In 1990, a paradigm shift occurred in the development of new medicines and treatments. An idea so big, that it was supposed to encompass the whole of medicine. It was to start initially at the level of pre-clinical and clinical trials and work all the way through the system to the care and management of individual patients. This new concept for how medicine would be developed and conducted is called evidence-based medicine (EBM). Evidence-based medicine was to provide a more rigorous foundation for medicine, one based on science and the scientific method. Truly, this was to be a revolution in medicine – a non-biased way of conducting medical research and treating patients.

Evidence-based medicine

Evidence-based medicine is “the conscientious, explicit and judicious use of current best evidence in making decisions about the care of individual patients.” The aim of EBM is to integrate the experience of the clinician, the values of the patient, and the best available scientific information to guide decision-making about clinical management.

So, what the hell happened?

There is a big flaw in the logic of evidence-based medicine as the basis for the practice of medicine as we know it, a practice based on science; one that determines care down to the level of the individual patient. This flaw is nestled in the heart and soul of evidence-based medicine, which (as we have seen over the last two years) is not free of politics. It is naive to think that data and the process of licensure of new drugs is free from bias and conflicts of interest. In fact, this couldn’t be any farther from the truth. The COVID-19 crisis of 2020 to 2022 has exposed for all to see how evidence based medicine has been corrupted by the governments, hospitalists, academia, big pharma, tech and social media. They have leveraged the processes and rationale of evidence-based medicine to corrupt the entire medical enterprise.
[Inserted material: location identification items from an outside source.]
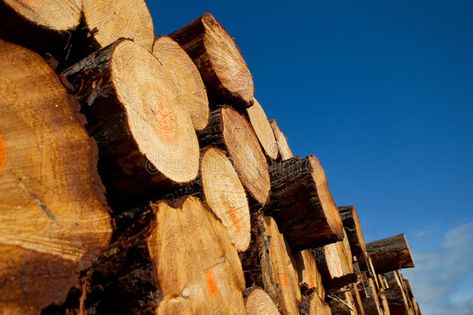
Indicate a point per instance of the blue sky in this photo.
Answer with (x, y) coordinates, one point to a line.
(382, 93)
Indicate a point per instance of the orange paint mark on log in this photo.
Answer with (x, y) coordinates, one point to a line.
(2, 151)
(235, 219)
(285, 280)
(311, 282)
(211, 284)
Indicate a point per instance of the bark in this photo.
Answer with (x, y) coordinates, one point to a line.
(335, 264)
(181, 68)
(107, 21)
(352, 225)
(302, 204)
(263, 130)
(145, 136)
(44, 26)
(231, 132)
(53, 215)
(219, 61)
(390, 254)
(139, 273)
(269, 264)
(259, 302)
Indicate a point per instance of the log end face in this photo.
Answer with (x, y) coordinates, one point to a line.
(232, 80)
(58, 16)
(263, 130)
(246, 154)
(109, 21)
(187, 78)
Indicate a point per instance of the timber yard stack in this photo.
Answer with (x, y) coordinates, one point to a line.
(140, 175)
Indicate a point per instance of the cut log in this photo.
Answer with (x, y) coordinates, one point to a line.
(370, 298)
(352, 225)
(334, 262)
(41, 25)
(187, 78)
(53, 216)
(259, 302)
(226, 196)
(230, 131)
(219, 60)
(281, 141)
(314, 305)
(309, 276)
(268, 263)
(263, 130)
(139, 273)
(107, 21)
(390, 254)
(302, 204)
(343, 303)
(145, 135)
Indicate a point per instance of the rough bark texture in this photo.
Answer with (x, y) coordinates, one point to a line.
(231, 132)
(107, 21)
(309, 276)
(281, 141)
(53, 216)
(335, 264)
(390, 254)
(269, 264)
(187, 78)
(44, 26)
(139, 273)
(145, 136)
(259, 122)
(352, 225)
(302, 204)
(219, 60)
(259, 302)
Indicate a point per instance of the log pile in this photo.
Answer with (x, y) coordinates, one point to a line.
(139, 175)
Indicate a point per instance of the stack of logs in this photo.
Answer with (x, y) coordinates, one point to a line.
(139, 175)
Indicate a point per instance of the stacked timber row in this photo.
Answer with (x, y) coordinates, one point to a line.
(140, 175)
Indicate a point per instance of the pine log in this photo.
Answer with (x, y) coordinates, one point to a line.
(225, 195)
(370, 298)
(302, 204)
(219, 61)
(268, 263)
(352, 225)
(259, 302)
(177, 259)
(145, 135)
(107, 21)
(264, 132)
(53, 216)
(187, 78)
(309, 275)
(343, 303)
(42, 25)
(314, 305)
(231, 132)
(281, 141)
(334, 262)
(390, 254)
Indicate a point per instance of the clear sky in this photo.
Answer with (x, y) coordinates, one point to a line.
(382, 93)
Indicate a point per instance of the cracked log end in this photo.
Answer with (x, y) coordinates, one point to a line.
(53, 218)
(145, 135)
(226, 196)
(219, 61)
(187, 78)
(108, 21)
(264, 132)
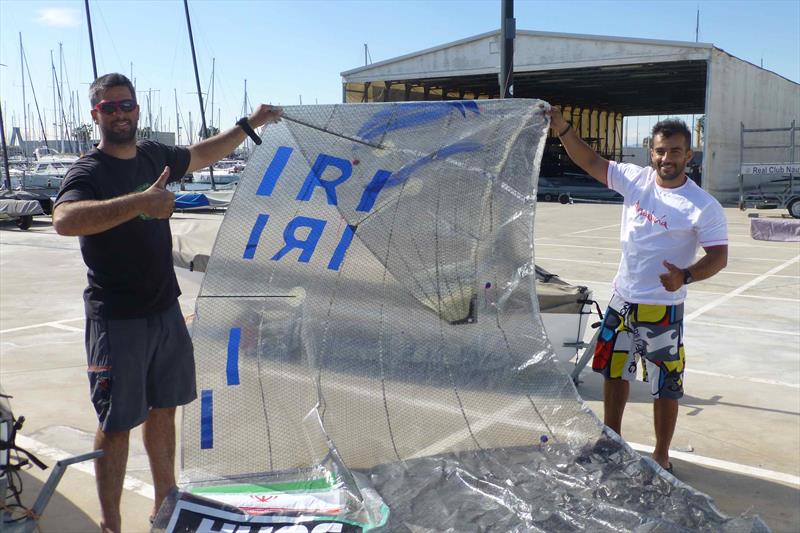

Evidence based medicine depends on data. For the most part, the data gathering and analysis process is conducted by and for the pharmaceutical industry, then reported by senior academics. The problem, as laid out in an editorial in the British Medical Journal is as follows:

The release into the public domain of previously confidential pharmaceutical industry documents has given the medical community valuable insight into the degree to which industry sponsored clinical trials are misrepresented. Until this problem is corrected, evidence based medicine will remain an illusion.

This ideal of the integrity of data and the scientific process is corrupted as long as financial (and governments) interests trump the common good.